Alton Little Theater, founded in 1933, is a non-profit community theater located in Alton, Illinois. Dorothy Colonius, a local English teacher, along with other educators and their students worked to create a community theater in Alton. Dorothy became the permanent artistic director and pushed for a permanent home for the theater.

Alton Little Theater (ALT) is the oldest live theater in Illinois run continuous shows. ALT traditionally produces five shows a year from September to May. As of the start of their 89th season in 2022, they have had over 500 productions.

ALT has received nominations for Arts For Life awards, most recently garnering several nominations and two wins for their 2009 production of Radio Gals.

Since 2025, the theater has been embroiled in controversy due to the mishandling of sexual misconduct allegations leveled at previous board members, and the actions of current director, Eric Sykes.

== Controversies ==

=== Sexual misconduct allegations ===

In January 2025, Alton Little Theater was the subject of public reporting regarding sexual misconduct allegations involving individuals associated with the organization. According to First Alert 4, a former actress alleged that an incident occurred in 2016 in Godfrey, Illinois.
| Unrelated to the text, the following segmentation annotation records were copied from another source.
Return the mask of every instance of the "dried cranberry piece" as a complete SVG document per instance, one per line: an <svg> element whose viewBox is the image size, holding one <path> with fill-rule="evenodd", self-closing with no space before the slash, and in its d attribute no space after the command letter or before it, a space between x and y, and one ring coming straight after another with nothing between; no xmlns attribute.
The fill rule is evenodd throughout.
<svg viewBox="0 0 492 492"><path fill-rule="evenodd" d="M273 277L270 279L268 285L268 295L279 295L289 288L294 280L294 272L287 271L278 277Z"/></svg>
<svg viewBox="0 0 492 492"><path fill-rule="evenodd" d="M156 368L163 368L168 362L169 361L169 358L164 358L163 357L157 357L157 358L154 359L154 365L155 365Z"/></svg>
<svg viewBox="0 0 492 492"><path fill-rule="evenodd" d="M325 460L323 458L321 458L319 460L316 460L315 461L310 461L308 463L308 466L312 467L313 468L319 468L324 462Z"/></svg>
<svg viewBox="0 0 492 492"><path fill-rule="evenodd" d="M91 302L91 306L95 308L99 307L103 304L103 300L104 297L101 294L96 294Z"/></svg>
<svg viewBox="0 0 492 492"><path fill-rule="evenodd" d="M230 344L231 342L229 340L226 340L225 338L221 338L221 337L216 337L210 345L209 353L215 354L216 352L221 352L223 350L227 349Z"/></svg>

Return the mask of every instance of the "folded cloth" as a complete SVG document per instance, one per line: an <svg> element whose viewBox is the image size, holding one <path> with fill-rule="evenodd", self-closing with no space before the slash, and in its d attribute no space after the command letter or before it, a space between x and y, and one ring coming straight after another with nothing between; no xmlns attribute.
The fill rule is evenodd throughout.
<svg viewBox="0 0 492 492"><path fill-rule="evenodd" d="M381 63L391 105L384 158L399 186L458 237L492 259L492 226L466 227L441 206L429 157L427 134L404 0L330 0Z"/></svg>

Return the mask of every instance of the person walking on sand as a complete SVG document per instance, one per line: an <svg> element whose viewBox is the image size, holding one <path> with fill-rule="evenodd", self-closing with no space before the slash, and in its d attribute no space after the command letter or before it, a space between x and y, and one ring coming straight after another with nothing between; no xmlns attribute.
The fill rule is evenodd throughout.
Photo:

The reporting stated that a civil no-contact order related to the matter had been issued in 2019 and later expired, and that no criminal charges had been filed in connection with the allegations at that time.

As of the reporting, local authorities were referenced in connection with the matter, though no convictions or criminal proceedings were reported in the available coverage.

=== 2026 leadership dispute and DEI resignation ===

In 2026, Alton Little Theater faced additional public attention following a dispute involving executive director Eric Sykes and a community member on social media. According to The Telegraph, the dispute included criticism of comments made by Sykes and broader concerns about the organization's handling of prior allegations.

Following the incident, Malcolm Kraft, who served as the organization's diversity, equity, and inclusion (DEI) chair, resigned. Kraft told The Telegraph that Sykes's past anti-LBGT social media posts, which included hateful statements rejecting nonbinary identities and criticizing Pride-related merchandise, were a factor in his decision to resign.

The controversy prompted calls from members of the local theater community for Sykes to step down. In response, Sykes released a public statement denying that Alton Little Theater was an unsafe environment, describing allegations circulating online as "false and misleading" and stating that the organization was committed to treating "every person who walks through our doors" with respect regardless of background or beliefs. This statement was meant with widespread backlash, leading to Alton Little Theater locking the comments on the post and blocking dissenting voices, thus furthering the boycott.

At the time of this writing, Sykes has not been removed and the boycott against Alton Little Theater remains in place.